In der Folge wurden zunehmend Gesetze erlassen, die die Entscheidungs- und Bewegungsfreiheit von Frauen einschränkten. Sie wurden zudem Opfer blutiger Kriege (unter Omar al-Baschir, der 1989 durch einen Militärputsch an die Macht kam, etwa in der Region Darfur) oder als Vertriebene, die in der Stadt zu überleben versuchten, Opfer der Repressionen gegen ambulante Händler_innen wie die Teeverkäuferinnen.

Gerade aufgrund dieser mehrfachen Unterdrückung seien die Frauen an den Protesten seit Dezember 2018 besonders beteiligt, schreibt Eynass Buthayna. „Die ersten Opfer des Regimes, waren sie auch die ersten Gegnerinnen.“ Momentan unterliegen Frauen im Sudan zahlreichen Vorschriften, die sie gängeln und abhängig machen. Genitalverstümmelungen, Frühverheiratungen, Verhängung von Peitschenhieben nach dem „ Gesetz über die öffentliche Ordnung“ für „unmoralisches“ Verhalten … die Frauen im Sudan kämpfen an vielen Fronten. „Eine Mutter kann ohne die Erlaubnis ihres Ehemannes nicht mit ihrem Kind reisen. Im Fall einer Scheidung hängen die Zukunft der Kinder und ihre gesamten Ausweispapiere vom Vater ab. Um bei einer Scheidung das Sorgerecht für die Kinder zu erhalten, ist die Mutter gesetzlich verpflichtet, nicht vor sieben Jahren wieder zu heiraten.“

Daher protestierten sie mit ihrer Beteiligung an den Demonstrationen ebenfalls gegen das patriarchale System. „Revolutionäre Frauen demonstrieren und besetzen den Ort, um ihre Rechte geltend zu machen, ihre Anwesenheit auf der Straße zu erzwingen und darauf zu drängen, dass ihre Forderungen nach dem Fall des Systems angehört werden.“ Doch auch in der Protestbewegung ist es nicht immer einfach. „Viele Slogans und Lieder verwenden sexistische Analogien und sehr erniedrigende Begriffe und bringen das Regime mit weiblichen Merkmalen in Verbindung.“ Unter diesen Bedingungen kämpfen sudanesische Frauen auf verschiedenen Ebenen für einen Regimewechsel und für ihre feministischen Ideen.

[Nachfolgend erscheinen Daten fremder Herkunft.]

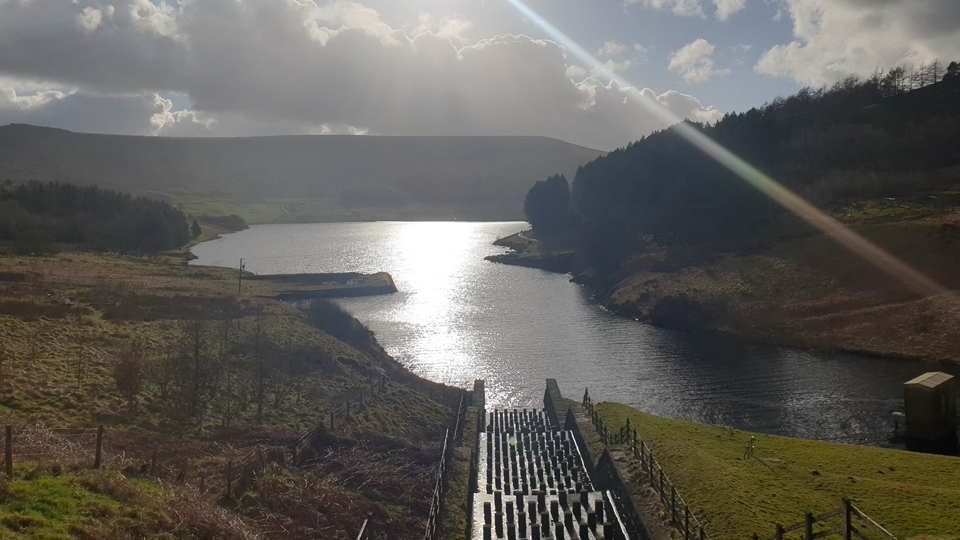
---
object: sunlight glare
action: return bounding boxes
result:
[507,0,947,296]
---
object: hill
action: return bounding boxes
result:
[0,124,603,223]
[500,64,960,362]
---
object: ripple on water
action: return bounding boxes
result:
[192,222,960,445]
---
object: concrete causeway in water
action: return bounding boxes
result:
[471,380,630,540]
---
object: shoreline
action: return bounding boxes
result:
[486,231,960,365]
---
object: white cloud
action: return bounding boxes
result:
[713,0,747,21]
[590,60,633,77]
[567,65,587,79]
[0,86,66,112]
[623,0,747,21]
[623,0,704,17]
[150,94,214,135]
[0,0,717,149]
[667,38,730,84]
[413,13,473,43]
[77,6,103,32]
[754,0,960,86]
[597,41,627,58]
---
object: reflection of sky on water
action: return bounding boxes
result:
[194,222,960,444]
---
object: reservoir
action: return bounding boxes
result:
[192,222,960,446]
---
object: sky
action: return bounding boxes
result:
[0,0,960,150]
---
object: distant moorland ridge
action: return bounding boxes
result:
[0,124,604,221]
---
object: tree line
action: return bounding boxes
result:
[524,62,960,270]
[0,180,191,254]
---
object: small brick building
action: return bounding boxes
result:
[903,371,957,441]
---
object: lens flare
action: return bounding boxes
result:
[507,0,947,296]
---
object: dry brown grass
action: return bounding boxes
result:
[0,249,459,539]
[609,213,960,362]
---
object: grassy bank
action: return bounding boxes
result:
[598,403,960,540]
[0,246,462,539]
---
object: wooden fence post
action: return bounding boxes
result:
[227,460,233,499]
[670,486,677,523]
[843,499,853,540]
[3,425,13,478]
[93,424,103,469]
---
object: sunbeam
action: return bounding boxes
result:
[507,0,947,296]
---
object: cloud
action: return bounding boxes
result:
[667,38,730,84]
[713,0,747,21]
[623,0,747,21]
[0,0,716,149]
[413,13,473,43]
[597,41,627,58]
[754,0,960,86]
[590,60,633,77]
[623,0,704,17]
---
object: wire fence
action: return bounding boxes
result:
[752,499,897,540]
[4,424,104,478]
[423,397,464,540]
[582,389,709,540]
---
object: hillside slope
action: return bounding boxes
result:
[0,124,603,221]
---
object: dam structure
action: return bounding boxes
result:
[471,379,631,540]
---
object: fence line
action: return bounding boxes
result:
[753,499,897,540]
[583,389,709,540]
[423,397,464,540]
[3,424,103,478]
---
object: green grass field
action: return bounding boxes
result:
[597,403,960,540]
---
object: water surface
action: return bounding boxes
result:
[193,222,960,445]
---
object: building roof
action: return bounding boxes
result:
[905,371,953,388]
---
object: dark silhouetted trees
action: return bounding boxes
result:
[552,61,960,271]
[523,174,573,236]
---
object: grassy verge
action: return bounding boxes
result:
[0,465,256,540]
[598,403,960,540]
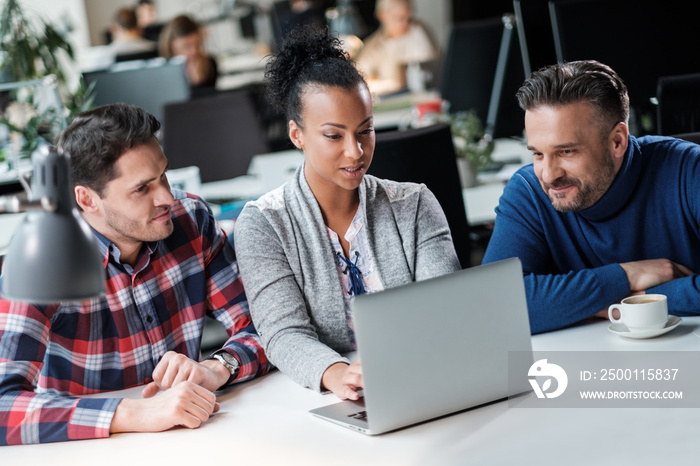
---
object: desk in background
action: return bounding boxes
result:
[0,317,700,466]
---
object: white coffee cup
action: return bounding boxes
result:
[608,294,668,332]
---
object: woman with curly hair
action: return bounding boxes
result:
[235,29,459,399]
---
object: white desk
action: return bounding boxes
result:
[0,317,700,466]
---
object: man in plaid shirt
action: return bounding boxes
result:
[0,104,270,445]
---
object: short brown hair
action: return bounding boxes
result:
[516,60,630,134]
[57,103,160,197]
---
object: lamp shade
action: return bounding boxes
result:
[2,146,105,304]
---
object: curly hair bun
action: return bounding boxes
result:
[265,26,364,119]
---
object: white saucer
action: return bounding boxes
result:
[608,316,683,340]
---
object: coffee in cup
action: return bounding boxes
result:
[608,294,668,333]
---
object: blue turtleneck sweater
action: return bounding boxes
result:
[484,136,700,333]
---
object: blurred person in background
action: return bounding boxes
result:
[110,8,157,56]
[356,0,438,93]
[159,15,219,94]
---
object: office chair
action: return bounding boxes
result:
[161,90,270,183]
[368,124,471,268]
[656,73,700,135]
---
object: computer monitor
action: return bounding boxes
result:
[513,0,557,76]
[549,0,700,133]
[83,59,190,122]
[440,18,525,138]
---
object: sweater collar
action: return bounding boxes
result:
[578,136,642,221]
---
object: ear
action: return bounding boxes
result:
[289,120,304,151]
[73,185,100,213]
[610,122,629,158]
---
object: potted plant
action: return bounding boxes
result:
[442,110,493,188]
[0,0,92,162]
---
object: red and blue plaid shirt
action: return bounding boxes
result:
[0,190,270,445]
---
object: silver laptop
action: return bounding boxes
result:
[310,259,532,435]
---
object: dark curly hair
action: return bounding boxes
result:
[265,26,367,127]
[516,60,630,136]
[56,103,160,197]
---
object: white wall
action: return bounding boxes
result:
[20,0,90,48]
[413,0,452,51]
[20,0,90,89]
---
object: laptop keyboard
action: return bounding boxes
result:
[348,411,367,422]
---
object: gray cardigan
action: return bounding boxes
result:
[235,164,460,390]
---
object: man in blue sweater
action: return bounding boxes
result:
[484,61,700,333]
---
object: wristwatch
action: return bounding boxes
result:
[209,351,241,390]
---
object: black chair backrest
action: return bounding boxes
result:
[672,132,700,144]
[656,73,700,135]
[368,124,471,268]
[162,90,270,183]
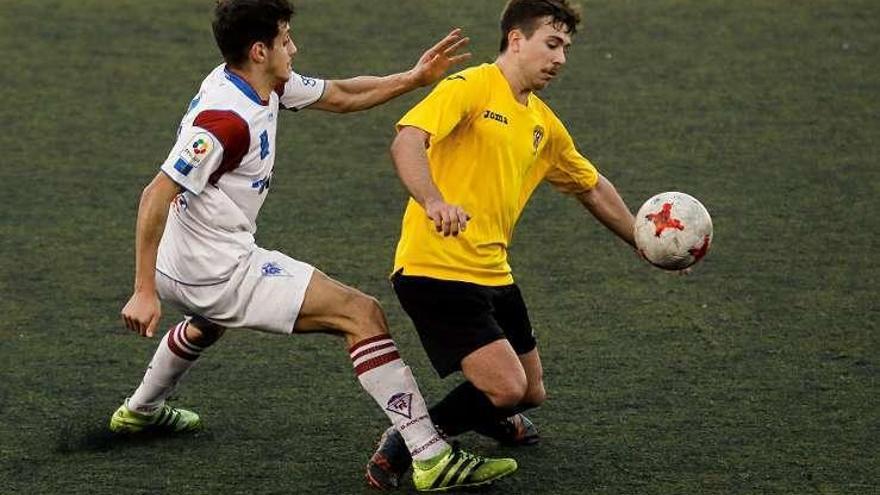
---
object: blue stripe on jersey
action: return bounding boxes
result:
[223,67,269,106]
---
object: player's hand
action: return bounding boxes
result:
[425,200,471,237]
[412,28,471,86]
[122,291,162,337]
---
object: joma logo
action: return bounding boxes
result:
[483,110,507,125]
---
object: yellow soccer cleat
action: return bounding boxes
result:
[413,446,516,492]
[110,399,202,434]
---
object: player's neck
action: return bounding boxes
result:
[226,65,275,101]
[495,54,532,105]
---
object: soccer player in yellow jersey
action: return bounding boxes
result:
[368,0,634,486]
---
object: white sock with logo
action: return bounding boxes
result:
[127,321,204,414]
[348,334,449,461]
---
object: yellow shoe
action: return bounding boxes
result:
[110,399,202,433]
[413,446,516,492]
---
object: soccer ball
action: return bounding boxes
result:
[634,192,712,270]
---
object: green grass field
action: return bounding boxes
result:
[0,0,880,495]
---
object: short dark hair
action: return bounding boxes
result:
[500,0,581,53]
[211,0,293,67]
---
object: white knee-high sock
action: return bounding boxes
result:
[349,334,448,460]
[128,321,204,414]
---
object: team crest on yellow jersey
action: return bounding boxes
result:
[532,125,544,153]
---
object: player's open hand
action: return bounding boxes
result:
[122,291,162,337]
[412,28,471,86]
[425,200,471,237]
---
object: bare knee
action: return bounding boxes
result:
[186,318,226,347]
[339,292,388,341]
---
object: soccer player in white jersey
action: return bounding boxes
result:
[110,0,516,490]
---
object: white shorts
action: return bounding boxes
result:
[156,247,315,334]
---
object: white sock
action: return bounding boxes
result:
[348,334,449,461]
[128,321,204,414]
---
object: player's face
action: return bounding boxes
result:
[269,22,296,82]
[518,17,571,91]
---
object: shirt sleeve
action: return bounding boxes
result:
[275,72,327,111]
[544,115,599,194]
[161,110,250,194]
[397,73,481,143]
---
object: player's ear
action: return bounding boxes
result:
[507,28,525,53]
[250,41,269,64]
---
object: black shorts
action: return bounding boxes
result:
[391,272,537,377]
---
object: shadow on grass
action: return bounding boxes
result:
[55,421,212,454]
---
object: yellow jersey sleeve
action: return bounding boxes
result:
[542,111,599,194]
[397,70,485,144]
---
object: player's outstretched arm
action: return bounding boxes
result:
[391,126,471,236]
[307,29,471,113]
[122,172,180,337]
[577,175,635,247]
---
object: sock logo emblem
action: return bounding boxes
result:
[385,392,412,419]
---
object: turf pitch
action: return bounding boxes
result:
[0,0,880,494]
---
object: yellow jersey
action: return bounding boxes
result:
[394,64,599,286]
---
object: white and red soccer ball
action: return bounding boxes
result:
[635,192,712,270]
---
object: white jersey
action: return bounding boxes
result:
[156,64,325,286]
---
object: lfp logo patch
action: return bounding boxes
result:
[174,132,214,175]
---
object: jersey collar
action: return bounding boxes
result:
[223,67,269,106]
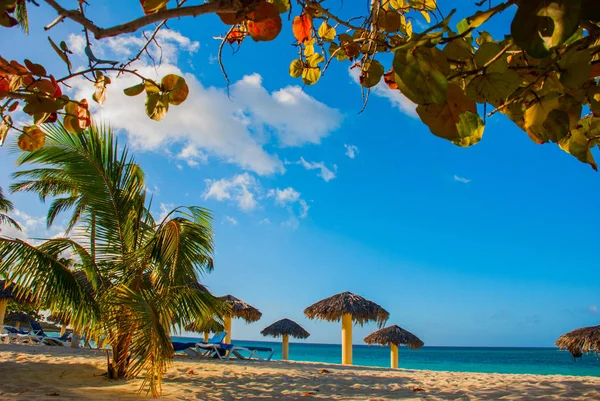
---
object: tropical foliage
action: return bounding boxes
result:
[0,124,227,396]
[0,0,600,169]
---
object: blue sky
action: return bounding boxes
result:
[0,1,600,346]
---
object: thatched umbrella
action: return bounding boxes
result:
[0,280,15,326]
[219,295,262,344]
[365,325,424,369]
[5,312,34,329]
[260,319,310,361]
[555,326,600,357]
[304,291,390,365]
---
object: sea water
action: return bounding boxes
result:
[173,337,600,377]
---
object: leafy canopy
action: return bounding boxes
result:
[0,0,600,169]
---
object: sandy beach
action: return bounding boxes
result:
[0,344,600,401]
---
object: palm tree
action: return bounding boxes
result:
[0,188,21,230]
[0,125,227,396]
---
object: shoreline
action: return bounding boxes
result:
[0,344,600,401]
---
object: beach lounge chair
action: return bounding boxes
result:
[227,346,275,361]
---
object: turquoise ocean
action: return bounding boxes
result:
[173,337,600,377]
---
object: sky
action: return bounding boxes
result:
[0,0,600,346]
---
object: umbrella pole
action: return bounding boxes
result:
[223,316,231,344]
[0,299,8,326]
[281,334,289,361]
[390,343,398,369]
[342,313,352,365]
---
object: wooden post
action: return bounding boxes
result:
[223,316,231,344]
[281,334,290,361]
[390,343,398,369]
[0,299,8,326]
[342,313,352,365]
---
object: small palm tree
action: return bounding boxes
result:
[0,188,21,230]
[0,125,227,396]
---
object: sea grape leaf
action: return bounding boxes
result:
[359,60,385,88]
[417,83,483,146]
[393,47,449,104]
[92,71,111,105]
[123,82,146,96]
[290,59,304,78]
[475,42,508,74]
[467,71,521,107]
[0,115,12,146]
[302,67,321,85]
[511,0,581,58]
[146,92,169,121]
[318,21,336,42]
[246,2,282,42]
[558,118,600,171]
[160,74,190,106]
[267,0,292,14]
[558,50,592,89]
[17,125,46,152]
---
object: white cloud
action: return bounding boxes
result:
[267,187,310,220]
[348,68,418,118]
[286,157,337,182]
[454,174,471,184]
[202,173,260,211]
[225,216,237,226]
[281,215,300,230]
[267,187,300,206]
[69,30,342,175]
[344,144,358,159]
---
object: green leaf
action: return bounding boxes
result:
[160,74,190,106]
[393,48,449,104]
[318,21,336,42]
[558,50,592,89]
[290,59,304,78]
[511,0,581,58]
[123,82,146,96]
[475,42,508,74]
[48,36,71,69]
[417,83,483,147]
[452,111,485,148]
[268,0,292,14]
[467,71,521,107]
[146,92,169,121]
[360,60,385,88]
[302,67,321,85]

Dieser Text ist nur eine kurze Zusammenfassung des Originals, das in allen Punkten viel ausführlicher ist. Das Gendersternchen hinter dem Wort Frauen (Frauen*) ist hier nicht verwendet, da sich die Autorin weniger mit dem „Konstrukt Weiblichkeit“ als ausdrücklich mit der geschichtlichen Rolle bzw. der Unterdrückung der weiblichen Bevölkerung beschäftigt. Natürlich schreibt sie darin auch über Geschlechterkonstruktionen.